Shares of small-caps and energy companies, typically sensitive to the economic cycle, helped lift stocks Thursday. Marathon Oil climbed 2.9%, while the Russell 2000 index rose 1.4%.
Shares of British chip designer Arm Holdings closed at $63.59 after its initial public offering priced at $51 per share, showing some positives for the cool IPO market and the continuing hype surrounding AI. Electric-vehicle maker Tesla added 1.7% on the day.
Producer inflation and retail sales reports -- along with the consumer-price index the prior day -- showed gas prices are surging. Benchmark US oil futures traded above $90 a barrel for the first time since November. The last time oil was this expensive, crude prices were still descending from heights reached after Russia invaded Ukraine.

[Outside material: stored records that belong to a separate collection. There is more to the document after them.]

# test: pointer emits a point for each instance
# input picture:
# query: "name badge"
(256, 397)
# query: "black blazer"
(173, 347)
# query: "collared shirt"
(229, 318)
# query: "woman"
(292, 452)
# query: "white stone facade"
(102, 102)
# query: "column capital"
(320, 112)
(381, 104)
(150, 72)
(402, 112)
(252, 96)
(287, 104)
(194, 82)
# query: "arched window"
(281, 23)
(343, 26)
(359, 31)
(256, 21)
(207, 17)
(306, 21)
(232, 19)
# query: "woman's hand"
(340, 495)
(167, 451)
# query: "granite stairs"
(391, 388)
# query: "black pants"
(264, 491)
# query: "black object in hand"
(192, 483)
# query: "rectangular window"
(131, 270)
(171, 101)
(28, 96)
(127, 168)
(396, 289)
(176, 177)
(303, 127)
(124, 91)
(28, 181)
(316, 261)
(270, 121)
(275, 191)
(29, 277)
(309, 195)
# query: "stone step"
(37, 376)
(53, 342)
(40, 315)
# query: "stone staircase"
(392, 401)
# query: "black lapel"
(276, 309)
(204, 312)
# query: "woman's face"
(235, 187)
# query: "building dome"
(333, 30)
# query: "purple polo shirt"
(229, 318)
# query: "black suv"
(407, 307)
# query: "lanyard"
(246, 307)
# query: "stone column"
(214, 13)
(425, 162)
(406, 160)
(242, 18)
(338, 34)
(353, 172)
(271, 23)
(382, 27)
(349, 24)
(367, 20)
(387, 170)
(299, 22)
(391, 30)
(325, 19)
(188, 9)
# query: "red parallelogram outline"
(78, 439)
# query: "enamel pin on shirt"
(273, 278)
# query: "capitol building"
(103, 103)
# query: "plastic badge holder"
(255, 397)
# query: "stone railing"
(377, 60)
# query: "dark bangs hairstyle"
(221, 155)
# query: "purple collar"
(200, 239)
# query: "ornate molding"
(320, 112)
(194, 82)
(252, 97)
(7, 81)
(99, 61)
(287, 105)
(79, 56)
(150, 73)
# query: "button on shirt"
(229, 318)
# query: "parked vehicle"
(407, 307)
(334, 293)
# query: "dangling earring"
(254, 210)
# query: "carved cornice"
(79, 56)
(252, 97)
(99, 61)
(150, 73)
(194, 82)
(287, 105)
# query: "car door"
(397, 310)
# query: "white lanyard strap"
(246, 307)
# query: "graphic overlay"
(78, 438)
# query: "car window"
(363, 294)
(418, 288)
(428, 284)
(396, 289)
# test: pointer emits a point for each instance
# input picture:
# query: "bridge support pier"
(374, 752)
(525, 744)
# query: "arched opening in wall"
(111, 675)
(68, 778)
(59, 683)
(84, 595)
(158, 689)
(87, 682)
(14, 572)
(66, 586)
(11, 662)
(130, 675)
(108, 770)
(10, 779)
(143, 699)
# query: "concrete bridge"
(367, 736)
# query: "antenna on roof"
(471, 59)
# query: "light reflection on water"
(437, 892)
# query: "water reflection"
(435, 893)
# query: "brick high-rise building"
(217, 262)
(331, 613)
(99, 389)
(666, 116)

Traders are betting that the US central bank won't raise rates at next week's meeting, but still think one more quarter-percentage-point hike before the end of the year is possible. As consumer inflation data failed to shock and with the labor market still at historically tight levels, Wall Street's growing clarity around the path of monetary policy is supporting stocks, Frederick said.
"Interest-rate certainty is a huge deal for small-caps with a lot of debt," he said. "More certainty helps consumers and companies plan better -- that's a good market environment."
Bond yields moved higher as prices fell, responding to the hotter-than-expected economic data. Yields remain at some of their loftiest levels since the 2008 financial crisis, signaling that bond investors haven't sounded the all-clear yet. The 10-year yield finished at 4.289%.
"The bond market has spent most of the last two months worrying about persistent inflation and an economy that seems to be running hot, despite all of the Fed rate hikes," said Chris Zaccarelli, chief investment officer for Independent Advisor Alliance. "The most recent economic data does more to reinforce those fears than it does to dispel them."